Despite suffering throughout her life from what now seems to have been manic depression, Mary Lamb had lengthy periods of remission, in which she was able to advance her literary endeavours. Her preoccupation throughout her work seems to have been on the education of young people, and girls in particular. The preface to the Tales from Shakespeare, composed almost entirely by Mary, tells the reader ‘For young ladies too, it has been the intention chiefly to write; because boys being generally permitted the use of their fathers’ libraries at a much earlier age than girls are, they frequently have the best scenes of Shakespeare by heart, before their sisters are permitted to look into this manly book’.
Mary Lamb’s interest in female education is represented in this exhibition by Mrs Leicester’s School, first printed in 1809 for William Godwin’s Juvenile Library. Of the ten stories, Charles contributed three. The framework is not unlike Sarah Fielding’s earlier The Governess, in that the ten stories are the ‘histories’ of the lives of ten girls prior to their arrival at Mrs Leicester’s School. They contain strongly autobiographical elements, the variety of motherless and orphaned girls perhaps serving as a way for Mary to work through her guilt and grief.
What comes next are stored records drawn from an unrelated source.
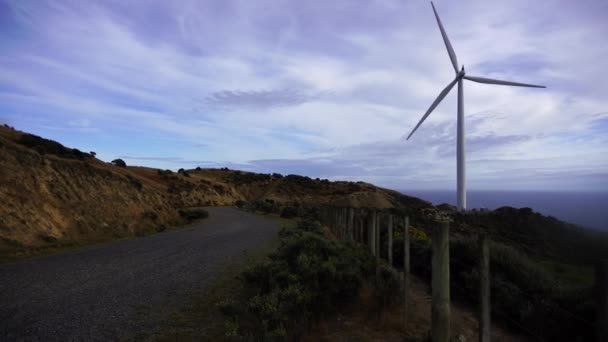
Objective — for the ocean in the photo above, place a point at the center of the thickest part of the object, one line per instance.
(589, 209)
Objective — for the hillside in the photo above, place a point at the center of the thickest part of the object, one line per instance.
(53, 195)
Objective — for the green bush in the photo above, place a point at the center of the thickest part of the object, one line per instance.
(521, 289)
(307, 277)
(119, 162)
(192, 214)
(289, 212)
Mary Lamb published little after Poetry for Children, another joint publication with her brother, which appeared like Mrs Leicester’s School in 1809. Her essay ‘On Needlework’ in the British Ladies’ Magazine (1815) was her last publication. In it, she addresses the topic of female education and women’s work and duties more generally. Mary Lamb sees no need for a daughter to be brought up to a ‘learned profession’, which may cause excessive strain. Rather, the time spent doing needlework in leisure hours could be put to good use by selling the products of this leisure, thus contributing to the household income.